We sit down with Wing Commander Dan Penter, Chairman and Founder of the Royal Air Force Video Gaming & Esports Association to find out about its gaming room, playing against the Army’s Overwatch team at Insomnia Gaming Festival and how the RAF is getting involved with esports… 

You can read some of Dan’s quotes below – and check out the video interview to the right.

Dan said that the RAF’s esports association was set up after the RAF sent a small team to Insomnia62, and that ‘the response from players in the Air Force has been immense’.

“There’s an untapped need there,” Dan said. “It’s exploded in terms of size. It’s becoming a routine part of service life. The response to esports has been really positive, up and down the base of command.

“We hit 2% of the RAF in December 2019 and have more than 680 members now. Most bases have at least one member and some have upwards of 60 members on their teams now.

“We had 50 players at Insomnia65 as well as a small stand at the expo. We had a stage match against the army and ‘we annihilated them’, to quote the commentator on the day! But we played the Belong All Stars and the reverse happened there, so we still have work to do!”

The RAF opened a LAN gaming room in September 2019 at RAF Odiham, funded by the RAF Central Fund. It’s a 20-seat room with 12 PCs, 8 PS4s and Dan said it sees a ‘constant flow of people in and out, most nights of the week’.

 

“The response to esports has been really positive, up and down the base of command. And the response from players in the Air Force has been immense. We hit 2% of the RAF in December 2019 and have more than 680 members of our esports association now.”

 

The RAF has multiple teams, with more than 35 different games supported. They play everything from World of Warcraft to League of Legends, Clash Royale, Call of Duty, flight sims, Rocket League, Overwatch and more.

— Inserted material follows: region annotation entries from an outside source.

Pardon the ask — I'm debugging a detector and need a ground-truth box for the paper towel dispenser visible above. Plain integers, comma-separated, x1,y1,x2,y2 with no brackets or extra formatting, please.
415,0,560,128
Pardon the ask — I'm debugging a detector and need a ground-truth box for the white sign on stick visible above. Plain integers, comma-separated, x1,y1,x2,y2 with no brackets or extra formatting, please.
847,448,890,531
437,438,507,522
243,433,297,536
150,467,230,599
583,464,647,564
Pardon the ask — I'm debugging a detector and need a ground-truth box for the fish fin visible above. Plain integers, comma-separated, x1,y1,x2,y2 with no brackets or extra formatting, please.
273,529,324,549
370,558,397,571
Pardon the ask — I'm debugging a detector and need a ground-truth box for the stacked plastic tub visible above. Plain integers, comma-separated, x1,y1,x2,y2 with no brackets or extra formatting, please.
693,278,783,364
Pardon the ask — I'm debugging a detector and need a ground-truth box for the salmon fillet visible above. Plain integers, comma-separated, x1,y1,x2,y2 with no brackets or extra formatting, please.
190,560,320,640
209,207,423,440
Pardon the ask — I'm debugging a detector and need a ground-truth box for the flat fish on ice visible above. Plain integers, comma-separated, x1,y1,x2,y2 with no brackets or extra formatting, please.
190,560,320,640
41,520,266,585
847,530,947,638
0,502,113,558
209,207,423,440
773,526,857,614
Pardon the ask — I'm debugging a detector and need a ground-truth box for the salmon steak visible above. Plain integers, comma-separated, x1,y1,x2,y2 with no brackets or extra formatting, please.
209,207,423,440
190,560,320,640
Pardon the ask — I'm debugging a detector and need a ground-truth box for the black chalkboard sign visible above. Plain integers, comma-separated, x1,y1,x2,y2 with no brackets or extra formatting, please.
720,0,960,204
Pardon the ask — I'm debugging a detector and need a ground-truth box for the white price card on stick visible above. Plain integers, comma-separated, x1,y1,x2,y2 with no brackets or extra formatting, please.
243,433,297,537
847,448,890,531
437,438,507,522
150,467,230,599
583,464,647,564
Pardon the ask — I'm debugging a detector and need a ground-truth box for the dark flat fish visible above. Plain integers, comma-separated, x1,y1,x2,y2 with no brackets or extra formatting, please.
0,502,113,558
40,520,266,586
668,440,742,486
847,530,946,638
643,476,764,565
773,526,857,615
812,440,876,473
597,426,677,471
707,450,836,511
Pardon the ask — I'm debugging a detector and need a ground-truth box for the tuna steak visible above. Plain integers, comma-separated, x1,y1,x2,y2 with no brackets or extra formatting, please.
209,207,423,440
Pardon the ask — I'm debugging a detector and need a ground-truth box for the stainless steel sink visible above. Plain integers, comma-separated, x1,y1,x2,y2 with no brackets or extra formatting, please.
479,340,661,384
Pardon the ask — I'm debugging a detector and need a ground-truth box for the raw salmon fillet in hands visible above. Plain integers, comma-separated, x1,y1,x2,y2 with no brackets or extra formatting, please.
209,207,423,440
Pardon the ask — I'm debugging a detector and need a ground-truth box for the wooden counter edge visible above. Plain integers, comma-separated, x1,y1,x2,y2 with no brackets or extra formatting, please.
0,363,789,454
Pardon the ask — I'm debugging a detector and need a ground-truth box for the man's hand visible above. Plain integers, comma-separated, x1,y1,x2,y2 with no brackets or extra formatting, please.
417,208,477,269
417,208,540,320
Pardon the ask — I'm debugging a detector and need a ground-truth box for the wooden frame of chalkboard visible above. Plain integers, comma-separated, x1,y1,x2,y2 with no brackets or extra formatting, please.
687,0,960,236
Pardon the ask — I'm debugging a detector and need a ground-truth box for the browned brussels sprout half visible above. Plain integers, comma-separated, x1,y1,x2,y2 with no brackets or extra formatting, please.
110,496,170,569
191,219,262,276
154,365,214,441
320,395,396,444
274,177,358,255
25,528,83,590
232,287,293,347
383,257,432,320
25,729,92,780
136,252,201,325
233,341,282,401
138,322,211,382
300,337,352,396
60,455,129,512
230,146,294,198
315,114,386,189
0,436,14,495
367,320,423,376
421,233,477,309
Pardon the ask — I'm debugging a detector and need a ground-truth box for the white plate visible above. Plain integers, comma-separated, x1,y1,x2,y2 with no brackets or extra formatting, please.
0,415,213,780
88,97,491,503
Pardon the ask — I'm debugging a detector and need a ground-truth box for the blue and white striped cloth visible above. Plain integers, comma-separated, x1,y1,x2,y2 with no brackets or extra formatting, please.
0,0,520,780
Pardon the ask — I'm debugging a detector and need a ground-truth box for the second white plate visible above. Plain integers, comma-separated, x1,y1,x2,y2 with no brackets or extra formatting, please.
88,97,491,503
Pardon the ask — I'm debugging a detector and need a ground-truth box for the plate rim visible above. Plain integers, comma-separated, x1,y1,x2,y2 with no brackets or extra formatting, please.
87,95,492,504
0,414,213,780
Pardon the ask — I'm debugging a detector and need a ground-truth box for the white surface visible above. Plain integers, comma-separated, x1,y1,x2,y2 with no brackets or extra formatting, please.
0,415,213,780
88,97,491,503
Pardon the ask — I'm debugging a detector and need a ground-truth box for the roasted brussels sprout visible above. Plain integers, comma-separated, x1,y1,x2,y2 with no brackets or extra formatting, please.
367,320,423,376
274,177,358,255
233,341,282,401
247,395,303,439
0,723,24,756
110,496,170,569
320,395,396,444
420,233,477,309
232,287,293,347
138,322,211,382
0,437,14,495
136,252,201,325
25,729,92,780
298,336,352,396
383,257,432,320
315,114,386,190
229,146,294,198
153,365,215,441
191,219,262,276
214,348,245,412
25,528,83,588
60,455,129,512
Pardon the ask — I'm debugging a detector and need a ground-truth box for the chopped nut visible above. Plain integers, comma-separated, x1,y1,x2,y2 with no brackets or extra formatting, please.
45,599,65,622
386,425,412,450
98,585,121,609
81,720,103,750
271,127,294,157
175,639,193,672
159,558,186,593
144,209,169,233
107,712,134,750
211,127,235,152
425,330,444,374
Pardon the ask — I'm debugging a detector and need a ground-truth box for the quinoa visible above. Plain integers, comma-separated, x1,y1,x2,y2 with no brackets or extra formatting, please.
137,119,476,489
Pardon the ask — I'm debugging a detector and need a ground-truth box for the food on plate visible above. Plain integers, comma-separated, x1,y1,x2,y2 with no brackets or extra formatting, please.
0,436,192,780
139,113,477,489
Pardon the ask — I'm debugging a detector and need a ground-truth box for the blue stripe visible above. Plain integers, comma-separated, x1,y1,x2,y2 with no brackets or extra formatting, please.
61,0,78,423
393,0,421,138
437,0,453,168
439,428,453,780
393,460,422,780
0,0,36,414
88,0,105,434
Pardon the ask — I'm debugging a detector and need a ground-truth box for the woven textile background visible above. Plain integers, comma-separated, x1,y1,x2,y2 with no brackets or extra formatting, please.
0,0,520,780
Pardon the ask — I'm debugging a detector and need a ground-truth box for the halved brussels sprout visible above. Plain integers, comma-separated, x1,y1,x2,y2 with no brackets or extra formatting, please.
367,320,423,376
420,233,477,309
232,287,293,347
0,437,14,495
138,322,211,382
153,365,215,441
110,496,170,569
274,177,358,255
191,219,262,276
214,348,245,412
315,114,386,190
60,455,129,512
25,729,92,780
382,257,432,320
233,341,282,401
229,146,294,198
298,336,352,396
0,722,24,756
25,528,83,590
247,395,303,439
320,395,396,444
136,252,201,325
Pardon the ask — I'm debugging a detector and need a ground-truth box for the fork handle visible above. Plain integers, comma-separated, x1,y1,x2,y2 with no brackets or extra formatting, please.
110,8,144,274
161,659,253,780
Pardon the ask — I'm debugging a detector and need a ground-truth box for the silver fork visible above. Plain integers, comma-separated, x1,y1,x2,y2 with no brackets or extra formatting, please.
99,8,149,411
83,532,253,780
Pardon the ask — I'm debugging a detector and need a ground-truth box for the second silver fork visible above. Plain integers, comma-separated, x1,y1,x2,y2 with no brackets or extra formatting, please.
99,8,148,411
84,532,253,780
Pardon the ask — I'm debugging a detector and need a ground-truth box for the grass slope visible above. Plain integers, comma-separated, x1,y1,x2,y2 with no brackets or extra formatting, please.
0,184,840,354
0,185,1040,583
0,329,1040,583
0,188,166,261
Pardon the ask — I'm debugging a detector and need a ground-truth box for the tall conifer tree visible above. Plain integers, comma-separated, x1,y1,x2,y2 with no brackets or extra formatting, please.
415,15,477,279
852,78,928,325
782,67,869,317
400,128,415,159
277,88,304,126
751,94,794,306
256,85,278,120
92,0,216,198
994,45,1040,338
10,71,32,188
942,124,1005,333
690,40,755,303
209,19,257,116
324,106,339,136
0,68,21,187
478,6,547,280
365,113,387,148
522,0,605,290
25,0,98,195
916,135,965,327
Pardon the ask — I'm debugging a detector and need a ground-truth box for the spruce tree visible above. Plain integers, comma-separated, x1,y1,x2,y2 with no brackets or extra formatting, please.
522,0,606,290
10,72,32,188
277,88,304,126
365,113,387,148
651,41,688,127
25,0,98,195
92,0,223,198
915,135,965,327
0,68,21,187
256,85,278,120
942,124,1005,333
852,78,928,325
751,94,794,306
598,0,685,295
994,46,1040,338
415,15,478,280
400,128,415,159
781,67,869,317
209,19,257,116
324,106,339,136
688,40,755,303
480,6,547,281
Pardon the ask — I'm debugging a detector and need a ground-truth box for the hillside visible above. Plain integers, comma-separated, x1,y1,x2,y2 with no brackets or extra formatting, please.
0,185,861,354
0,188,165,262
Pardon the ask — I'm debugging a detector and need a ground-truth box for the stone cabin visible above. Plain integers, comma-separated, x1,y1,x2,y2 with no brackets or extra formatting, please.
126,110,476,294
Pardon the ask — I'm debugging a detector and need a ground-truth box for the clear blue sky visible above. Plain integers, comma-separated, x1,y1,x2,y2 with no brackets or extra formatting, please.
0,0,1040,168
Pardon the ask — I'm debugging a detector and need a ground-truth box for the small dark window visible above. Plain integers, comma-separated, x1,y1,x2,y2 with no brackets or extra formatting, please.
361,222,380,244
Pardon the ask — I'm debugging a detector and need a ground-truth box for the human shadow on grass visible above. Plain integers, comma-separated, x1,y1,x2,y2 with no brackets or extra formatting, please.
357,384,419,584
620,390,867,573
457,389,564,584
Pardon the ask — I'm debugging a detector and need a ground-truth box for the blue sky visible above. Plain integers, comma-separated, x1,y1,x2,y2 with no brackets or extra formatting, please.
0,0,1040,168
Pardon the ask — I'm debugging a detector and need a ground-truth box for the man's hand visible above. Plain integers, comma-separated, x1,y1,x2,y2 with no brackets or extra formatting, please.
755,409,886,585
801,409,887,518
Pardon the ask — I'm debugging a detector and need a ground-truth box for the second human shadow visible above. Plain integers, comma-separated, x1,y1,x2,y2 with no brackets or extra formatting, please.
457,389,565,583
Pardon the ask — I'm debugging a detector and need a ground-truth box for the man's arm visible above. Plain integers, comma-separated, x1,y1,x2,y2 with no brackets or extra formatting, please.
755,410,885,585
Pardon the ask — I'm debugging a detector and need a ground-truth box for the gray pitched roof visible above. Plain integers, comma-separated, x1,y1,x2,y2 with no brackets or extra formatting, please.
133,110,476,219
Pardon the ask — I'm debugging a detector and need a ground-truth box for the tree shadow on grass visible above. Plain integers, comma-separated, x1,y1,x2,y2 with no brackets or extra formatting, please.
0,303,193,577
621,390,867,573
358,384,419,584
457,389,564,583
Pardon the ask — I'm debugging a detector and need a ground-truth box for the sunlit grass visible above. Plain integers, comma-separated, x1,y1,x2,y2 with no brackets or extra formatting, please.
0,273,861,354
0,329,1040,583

Dan also added that the RAF embraced esports because ‘it has a real community feel’.

“It helps train leadership, decision making, the ability to think well under pressure – these are all things that esports really helps,” he added.

In terms of what’s next for the RAF and esports in the future, Dan commented: “Seeing a multiplayer VR sport would be really interesting. And we have that technology, we have a lot of synthetic training. We’ve got a piece of equipment called Hado, it’s basically 3v3 VR dodgeball. We had a team who narrowly missed going to the world cup last year.

“We’re still in growth phase with a large uptake of players. By this time next year, I want each station to have a team and to raise our level of competition. I want top 4 at masters at Insomnia.

“Finally, I would like to give a good mention to the RAF Central Fund [for helping us with our esports activities].”